Tensions between NATO allies Turkey and Greece rose over the Greek Cypriot government's purchase of S-300 surface-to-air missiles capable of reaching the Turkish coast. Cyprus bought the missiles from Russia.

Ciller said Turkey would formally protest to Moscow about the sale.

In Athens, Greek Premier Costas Simitis brushed off similar remarks Thursday by Turkey's defense minister, Turan Tayan, saying: ``We don't need to worry. We are not before a giant crisis.''

Cyprus has been divided since 1974, when Turkey sent in troops to protect the island's Turkish minority after a short-lived coup by Cypriots seeking to unify with Greece.
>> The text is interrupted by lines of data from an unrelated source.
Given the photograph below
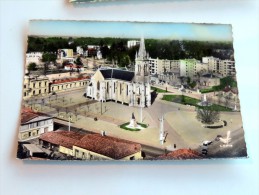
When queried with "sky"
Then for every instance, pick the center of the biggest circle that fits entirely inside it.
(174, 31)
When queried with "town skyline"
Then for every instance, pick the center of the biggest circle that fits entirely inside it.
(181, 108)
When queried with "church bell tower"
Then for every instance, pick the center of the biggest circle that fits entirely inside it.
(142, 73)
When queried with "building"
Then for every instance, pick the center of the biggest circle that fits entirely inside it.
(61, 85)
(126, 87)
(91, 146)
(191, 67)
(42, 86)
(222, 67)
(160, 66)
(227, 68)
(132, 43)
(79, 50)
(181, 154)
(61, 141)
(209, 80)
(33, 57)
(35, 86)
(65, 55)
(74, 67)
(33, 124)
Only Turkey recognizes the Turkish Cypriot state that was created in the north.

Tayan compared the current situation to the U.S. blockade of Cuba to stop the installation of Soviet missiles in the early 1960s, saying Turkey would use ``all the power in our hands to prevent the deployment of these missiles in Cyprus.''

The defense minister spoke during a visit to a factory on the outskirts of Ankara that manufactures F-16 fighter jets under U.S. license.

A U.S. State Department spokesman urged Turkey to remain calm.

``We hope it doesn't reflect the views of the Turkish government,'' Nicholas Burns said Thursday in Washington. ``There can be no question that Turkey must not threaten Cyprus.''

The United States had opposed the missile deal.

A spokesman for the Russian government defended the sale, saying critics like the United States and Britain simply don't want to see Russia profit.

Foreign Ministry spokesman Gennady Tarasov repeated Russia's insistence that the missiles are purely defensive. He said the anti-aircraft system would help redress a military imbalance on Cyprus, where Turkish troops and weapons outnumber Greek Cypriot forces.

But Turkey says the missiles remain a threat.

``Turkey has enough power to defend its earned rights in Cyprus,'' Turkey's prime minister, Necmettin Erbakan, said Thursday. Earlier this week, Erbakan said Turkey could annex the north of Cyprus if necessary.

In Nicosia, the Turkish Cypriot leader Rauf Denktash said today his self-styled government would suspend any U.N. negotiating initiative.

``The determination of the Greek Cypriots to go ahead with the sale clearly shows they are not for settlement but for war,'' Denktash said.